“I always told them to relax more: ‘Ok, look over here, try to smile a little, not too much.’ In the end, they like it.”
—Seydou Keïta
These carefully composed studio portraits taken in the 1950s by master photographer Seydou Keïta (1921-2001) originate from the personal collection of French photojournalist and Co-Founder of the Bamako Biennale Françoise Huguier (b.1942). After the two met in 1990, Huguier arranged for some of Keïta’s works to be exhibited internationally for the first time, attracting high-powered attention and leading to Keïta’s worldwide recognition as a definitive photographer of his generation.
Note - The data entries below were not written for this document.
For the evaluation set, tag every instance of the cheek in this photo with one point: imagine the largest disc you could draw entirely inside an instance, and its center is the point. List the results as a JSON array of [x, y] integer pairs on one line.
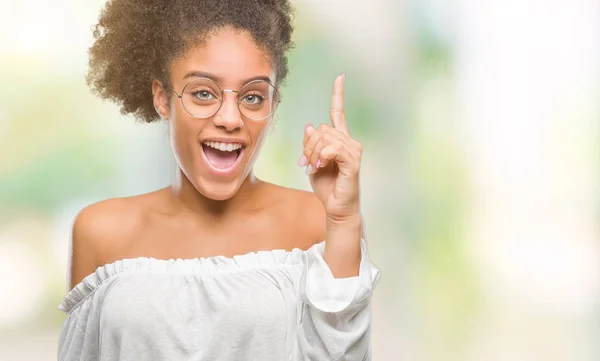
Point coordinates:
[[182, 136]]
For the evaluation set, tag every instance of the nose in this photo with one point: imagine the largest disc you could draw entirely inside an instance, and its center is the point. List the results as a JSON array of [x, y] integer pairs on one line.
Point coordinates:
[[229, 116]]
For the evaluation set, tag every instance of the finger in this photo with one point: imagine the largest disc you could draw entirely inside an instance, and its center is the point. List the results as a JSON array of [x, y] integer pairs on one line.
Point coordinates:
[[314, 161], [331, 136], [347, 164], [308, 128], [337, 112], [310, 143]]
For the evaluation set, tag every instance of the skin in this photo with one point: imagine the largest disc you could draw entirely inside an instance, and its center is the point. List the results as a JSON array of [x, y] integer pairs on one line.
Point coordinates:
[[203, 215]]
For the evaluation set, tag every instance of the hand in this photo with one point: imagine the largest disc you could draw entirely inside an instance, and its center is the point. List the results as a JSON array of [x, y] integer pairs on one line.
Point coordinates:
[[333, 158]]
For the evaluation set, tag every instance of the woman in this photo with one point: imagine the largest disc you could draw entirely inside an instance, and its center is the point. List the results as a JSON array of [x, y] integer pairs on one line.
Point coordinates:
[[220, 265]]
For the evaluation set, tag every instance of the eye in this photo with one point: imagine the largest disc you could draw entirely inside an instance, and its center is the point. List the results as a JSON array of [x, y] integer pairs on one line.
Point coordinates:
[[203, 94], [253, 99]]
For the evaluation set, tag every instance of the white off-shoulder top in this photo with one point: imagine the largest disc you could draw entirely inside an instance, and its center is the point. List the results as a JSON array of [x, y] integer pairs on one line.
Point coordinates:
[[265, 306]]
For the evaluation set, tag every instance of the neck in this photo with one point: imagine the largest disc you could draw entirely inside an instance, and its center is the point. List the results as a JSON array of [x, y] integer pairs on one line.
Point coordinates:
[[184, 194]]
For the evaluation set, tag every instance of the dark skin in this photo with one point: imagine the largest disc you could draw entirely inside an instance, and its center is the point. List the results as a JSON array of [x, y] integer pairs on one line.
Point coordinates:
[[200, 214]]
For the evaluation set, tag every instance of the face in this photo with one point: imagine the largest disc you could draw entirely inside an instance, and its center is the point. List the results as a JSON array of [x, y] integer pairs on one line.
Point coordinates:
[[216, 153]]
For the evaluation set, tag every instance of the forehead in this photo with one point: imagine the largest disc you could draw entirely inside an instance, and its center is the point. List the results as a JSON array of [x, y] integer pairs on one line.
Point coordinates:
[[231, 55]]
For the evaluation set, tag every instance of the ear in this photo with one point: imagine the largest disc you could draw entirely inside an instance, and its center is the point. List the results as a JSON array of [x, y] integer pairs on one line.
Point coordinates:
[[160, 99]]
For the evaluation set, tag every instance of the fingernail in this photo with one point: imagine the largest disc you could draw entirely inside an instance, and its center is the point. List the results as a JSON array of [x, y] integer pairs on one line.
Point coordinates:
[[302, 161], [308, 169]]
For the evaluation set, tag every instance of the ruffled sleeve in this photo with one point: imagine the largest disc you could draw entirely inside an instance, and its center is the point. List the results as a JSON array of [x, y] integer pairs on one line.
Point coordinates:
[[335, 313]]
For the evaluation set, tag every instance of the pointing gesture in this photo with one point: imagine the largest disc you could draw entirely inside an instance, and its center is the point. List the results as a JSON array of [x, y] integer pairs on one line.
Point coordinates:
[[332, 160]]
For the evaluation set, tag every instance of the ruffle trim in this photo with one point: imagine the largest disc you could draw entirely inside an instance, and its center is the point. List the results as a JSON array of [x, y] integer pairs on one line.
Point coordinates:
[[209, 265]]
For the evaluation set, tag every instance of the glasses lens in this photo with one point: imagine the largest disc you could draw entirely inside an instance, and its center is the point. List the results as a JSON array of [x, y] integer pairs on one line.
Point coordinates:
[[201, 98], [258, 100]]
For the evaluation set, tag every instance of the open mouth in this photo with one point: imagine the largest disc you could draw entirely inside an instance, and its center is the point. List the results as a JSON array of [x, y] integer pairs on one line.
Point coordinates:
[[222, 156]]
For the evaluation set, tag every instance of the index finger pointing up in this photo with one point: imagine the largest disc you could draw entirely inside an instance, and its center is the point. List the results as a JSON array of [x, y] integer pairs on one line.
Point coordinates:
[[337, 112]]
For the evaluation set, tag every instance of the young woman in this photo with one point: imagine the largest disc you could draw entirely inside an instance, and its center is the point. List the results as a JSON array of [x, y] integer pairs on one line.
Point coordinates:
[[220, 265]]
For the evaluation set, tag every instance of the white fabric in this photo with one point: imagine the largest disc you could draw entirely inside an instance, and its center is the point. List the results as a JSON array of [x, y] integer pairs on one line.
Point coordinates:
[[267, 306]]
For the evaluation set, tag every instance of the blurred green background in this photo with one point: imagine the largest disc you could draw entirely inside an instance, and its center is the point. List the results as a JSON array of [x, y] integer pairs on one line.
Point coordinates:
[[479, 122]]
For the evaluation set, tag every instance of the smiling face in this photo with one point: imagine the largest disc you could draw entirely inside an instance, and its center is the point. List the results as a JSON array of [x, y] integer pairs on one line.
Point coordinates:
[[216, 153]]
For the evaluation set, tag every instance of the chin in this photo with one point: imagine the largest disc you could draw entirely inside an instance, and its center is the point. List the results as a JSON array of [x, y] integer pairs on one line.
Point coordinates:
[[218, 191]]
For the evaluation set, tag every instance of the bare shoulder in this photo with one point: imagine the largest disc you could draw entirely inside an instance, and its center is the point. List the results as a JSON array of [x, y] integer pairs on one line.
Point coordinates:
[[306, 215], [97, 230]]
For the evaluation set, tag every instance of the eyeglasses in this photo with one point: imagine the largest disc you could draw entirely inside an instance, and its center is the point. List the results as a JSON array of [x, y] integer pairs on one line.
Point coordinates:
[[202, 98]]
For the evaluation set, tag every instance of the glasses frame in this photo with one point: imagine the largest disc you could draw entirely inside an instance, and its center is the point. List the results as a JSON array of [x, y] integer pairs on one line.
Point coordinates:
[[222, 100]]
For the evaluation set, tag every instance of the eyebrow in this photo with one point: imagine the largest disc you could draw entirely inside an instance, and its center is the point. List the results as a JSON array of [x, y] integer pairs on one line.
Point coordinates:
[[216, 79]]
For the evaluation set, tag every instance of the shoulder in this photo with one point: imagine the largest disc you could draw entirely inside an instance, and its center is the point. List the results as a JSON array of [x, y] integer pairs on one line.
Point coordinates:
[[305, 213], [97, 230]]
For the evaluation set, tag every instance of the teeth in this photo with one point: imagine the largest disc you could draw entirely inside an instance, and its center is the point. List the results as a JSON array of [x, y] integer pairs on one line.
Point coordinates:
[[224, 147]]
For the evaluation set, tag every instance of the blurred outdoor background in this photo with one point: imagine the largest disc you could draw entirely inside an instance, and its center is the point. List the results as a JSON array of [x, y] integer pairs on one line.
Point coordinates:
[[480, 177]]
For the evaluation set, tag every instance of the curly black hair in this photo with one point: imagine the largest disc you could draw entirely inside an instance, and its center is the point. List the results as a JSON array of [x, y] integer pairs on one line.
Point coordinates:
[[136, 41]]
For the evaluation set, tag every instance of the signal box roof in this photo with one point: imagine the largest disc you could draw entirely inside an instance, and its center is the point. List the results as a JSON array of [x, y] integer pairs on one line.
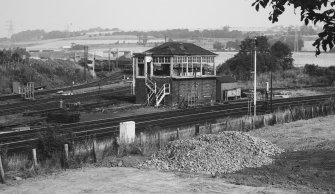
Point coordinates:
[[177, 48]]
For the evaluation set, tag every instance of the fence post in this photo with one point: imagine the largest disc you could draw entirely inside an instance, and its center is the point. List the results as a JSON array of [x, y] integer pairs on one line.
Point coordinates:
[[66, 152], [2, 172], [94, 146], [34, 158], [141, 139], [159, 140], [197, 129]]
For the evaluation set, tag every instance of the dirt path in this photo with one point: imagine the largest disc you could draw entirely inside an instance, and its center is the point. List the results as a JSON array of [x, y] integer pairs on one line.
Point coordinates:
[[307, 166], [129, 180]]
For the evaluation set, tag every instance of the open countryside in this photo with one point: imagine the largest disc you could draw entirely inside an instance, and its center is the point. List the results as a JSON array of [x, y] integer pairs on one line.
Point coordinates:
[[170, 97]]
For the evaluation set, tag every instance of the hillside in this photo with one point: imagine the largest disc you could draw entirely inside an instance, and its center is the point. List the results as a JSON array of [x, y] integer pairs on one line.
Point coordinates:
[[50, 73]]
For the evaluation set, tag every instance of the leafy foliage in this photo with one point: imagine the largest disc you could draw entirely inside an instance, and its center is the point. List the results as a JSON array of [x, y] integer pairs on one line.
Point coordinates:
[[276, 57], [320, 11]]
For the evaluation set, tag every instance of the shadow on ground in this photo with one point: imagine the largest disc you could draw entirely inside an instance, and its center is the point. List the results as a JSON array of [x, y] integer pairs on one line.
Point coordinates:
[[310, 169]]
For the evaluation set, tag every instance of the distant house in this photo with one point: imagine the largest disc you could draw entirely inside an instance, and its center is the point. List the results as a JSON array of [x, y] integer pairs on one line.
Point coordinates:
[[175, 73]]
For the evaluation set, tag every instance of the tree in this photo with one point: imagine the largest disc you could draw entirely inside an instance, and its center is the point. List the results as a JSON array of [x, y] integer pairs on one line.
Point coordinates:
[[282, 56], [320, 11], [276, 57]]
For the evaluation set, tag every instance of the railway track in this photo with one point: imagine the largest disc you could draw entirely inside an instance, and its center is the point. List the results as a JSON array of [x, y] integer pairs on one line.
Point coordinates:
[[53, 102], [109, 127], [103, 81]]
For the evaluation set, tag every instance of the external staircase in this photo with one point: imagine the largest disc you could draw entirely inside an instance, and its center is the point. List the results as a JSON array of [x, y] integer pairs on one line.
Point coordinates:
[[156, 96]]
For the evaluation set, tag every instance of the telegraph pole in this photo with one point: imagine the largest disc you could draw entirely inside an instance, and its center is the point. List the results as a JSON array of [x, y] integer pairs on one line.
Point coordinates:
[[109, 60], [85, 60], [255, 74]]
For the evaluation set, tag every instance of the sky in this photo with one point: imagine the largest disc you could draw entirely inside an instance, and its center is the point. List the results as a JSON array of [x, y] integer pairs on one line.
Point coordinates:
[[134, 14]]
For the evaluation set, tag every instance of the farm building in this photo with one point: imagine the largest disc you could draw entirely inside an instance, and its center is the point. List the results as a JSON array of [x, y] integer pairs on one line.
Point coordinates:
[[175, 74]]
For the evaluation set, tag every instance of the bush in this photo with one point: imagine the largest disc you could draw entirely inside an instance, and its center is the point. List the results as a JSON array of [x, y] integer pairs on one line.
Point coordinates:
[[52, 142]]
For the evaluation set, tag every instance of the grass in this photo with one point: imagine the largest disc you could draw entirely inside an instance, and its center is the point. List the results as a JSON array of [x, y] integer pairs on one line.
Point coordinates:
[[289, 78], [51, 73], [89, 151]]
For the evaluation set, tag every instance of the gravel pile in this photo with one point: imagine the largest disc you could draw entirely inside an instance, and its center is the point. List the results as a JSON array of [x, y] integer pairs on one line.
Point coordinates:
[[213, 153]]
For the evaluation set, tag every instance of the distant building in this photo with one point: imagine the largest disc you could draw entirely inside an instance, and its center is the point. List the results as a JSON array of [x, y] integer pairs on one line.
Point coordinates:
[[227, 89], [175, 74]]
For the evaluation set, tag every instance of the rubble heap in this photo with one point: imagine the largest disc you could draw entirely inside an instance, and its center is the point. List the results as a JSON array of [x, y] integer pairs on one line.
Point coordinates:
[[213, 153]]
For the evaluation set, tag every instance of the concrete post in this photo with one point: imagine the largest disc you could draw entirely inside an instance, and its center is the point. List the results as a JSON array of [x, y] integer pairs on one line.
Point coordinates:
[[61, 104], [171, 66], [127, 132], [2, 172]]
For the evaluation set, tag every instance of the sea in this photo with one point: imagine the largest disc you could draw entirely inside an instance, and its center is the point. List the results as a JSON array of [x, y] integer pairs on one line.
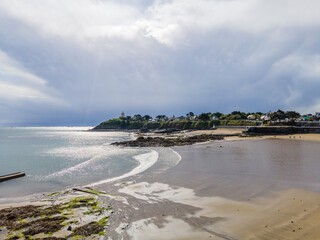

Printed during the period of the 1994 Bamako Biennale, which showcased Keïta’s talent, the works offered here represent the earliest printing of his portraits outside Mali.
Keïta beautifully presents his sitters as distinguished individuals in nuanced monochrome as seen in these works. Together, they constitute a record of Malian society through a period of transition from a sophisticated French colony to proud independence. The artist later recalled, ‘You can't imagine what it was like for me the first time I saw prints of my negatives in large scale, no spots, clean and perfect...The people in my pictures look so alive, almost as if they were standing in front of me.’
Major retrospectives of Keïta’s work have been held at the Grand Palais, Paris in 2016 and Foam, Amsterdam in 2018.